Realtime recommendations with ALS
So I've found a way to efficiently generate real-time recommendations with ALS model:
- Train model & serialize item factors
- Spawn workers that will work on generating recommendations. In each create an empty model and fill it with unserialized item factors. User factors can be left empty as they won't be used. With pyarrow's plasma storage it's possible to use the same memory to store item factors for all workers.
- For each request populate user items with the items corresponding to the user requesting recommendations. Call recommend method with recalculate_user=True
It works pretty well (0.2 seconds per request on my 100M, 500K unique items dataset), but apparently, the main bottleneck is calculating dot product between user factors and item factors, almost all the time is spent on this operation. This can be easily parallelized so I managed to get an enormous speed up using CUDA to calculate dot product.
So my questions are:
- Does my approach to real-time recommendations make sense?
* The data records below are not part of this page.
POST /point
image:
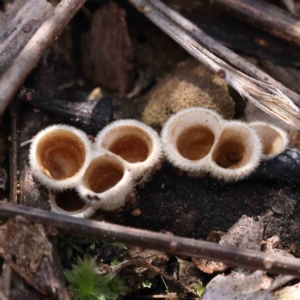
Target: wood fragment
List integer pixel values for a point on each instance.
(31, 192)
(88, 115)
(27, 250)
(18, 25)
(265, 16)
(5, 279)
(108, 54)
(29, 57)
(272, 98)
(13, 154)
(245, 258)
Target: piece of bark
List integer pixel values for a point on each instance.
(26, 249)
(91, 116)
(18, 25)
(111, 54)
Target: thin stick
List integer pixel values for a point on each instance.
(29, 57)
(13, 155)
(5, 279)
(267, 97)
(234, 256)
(225, 53)
(265, 16)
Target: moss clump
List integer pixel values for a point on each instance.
(86, 284)
(190, 84)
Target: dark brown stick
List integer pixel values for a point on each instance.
(248, 259)
(28, 58)
(89, 115)
(265, 16)
(5, 279)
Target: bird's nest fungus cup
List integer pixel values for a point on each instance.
(136, 143)
(188, 138)
(274, 140)
(59, 156)
(106, 182)
(236, 153)
(198, 140)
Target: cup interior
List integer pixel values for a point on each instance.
(60, 154)
(103, 173)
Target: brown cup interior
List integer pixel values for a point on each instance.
(231, 151)
(60, 154)
(195, 142)
(131, 143)
(270, 138)
(69, 200)
(103, 173)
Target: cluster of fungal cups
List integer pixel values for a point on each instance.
(198, 141)
(83, 176)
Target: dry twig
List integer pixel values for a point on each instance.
(29, 57)
(265, 16)
(271, 97)
(234, 256)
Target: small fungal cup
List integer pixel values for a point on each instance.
(106, 182)
(237, 152)
(274, 140)
(189, 136)
(136, 143)
(69, 203)
(59, 156)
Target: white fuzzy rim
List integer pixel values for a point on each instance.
(85, 212)
(115, 136)
(237, 152)
(199, 121)
(36, 158)
(274, 139)
(114, 196)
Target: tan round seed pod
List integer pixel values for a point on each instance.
(69, 203)
(236, 153)
(274, 140)
(59, 156)
(189, 136)
(106, 182)
(138, 144)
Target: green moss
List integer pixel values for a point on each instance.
(86, 284)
Perhaps I'm missing something?
- Using CUDA to get dot product in recommend method might improve performance great time. Do you consider implementing it?
- Should I describe my approach in a blog post? Do you think it will be useful to other users?
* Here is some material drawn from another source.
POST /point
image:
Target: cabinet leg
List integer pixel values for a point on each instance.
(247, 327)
Awesome! If you write a blog post I will link to it from the readme.
Your approach makes sense, I've done similar things for serving requests in production before (for news recommendations).
I tried out using CUDA before via cupy, but found it didn't noticeably speed things up. The dot product does take a fair amount of time, but I think the argpartition to get the top N results probably dominates the time. The dot product can easily be ported to CUDA, but getting an efficient selection algorithm is a little tricky (like cupy just sort's the whole input : https://github.com/cupy/cupy/pull/294 ).
So I did some benchmarking on my actual data & requests from the access logs. https://gist.github.com/dmitriyshashkin/7a85e6fd9a270d999bc79ebe1e398084 It confirms my earlier conclusion that dot product takes far more (30x) time than argpartition. Perhaps it's due to some peculiarities of my data. I guess I should try similar benchmark on lastfm dataset.
Ran same benchmark with GPU acceleration (on Google colab) https://gist.github.com/dmitriyshashkin/8f5d7eb3a36096bf5a6bb304163e0f36 and you're absolutely right. Argpartition in cupy is incredibly slow, it kills all performance gains from fast dot product.
I think your data is probably pretty normal - it makes sense that the dot product on the CPU will take more time. I was just noticing that the cupy code for argpartition didn't seem all that efficient =(.
For speeding up generating the results, I think the best take right now is to use something like NMSLIB or FAISS to generate approximate results. This will speed up recommendations by several orders of magnitude in your case, with only a slight loss in precision.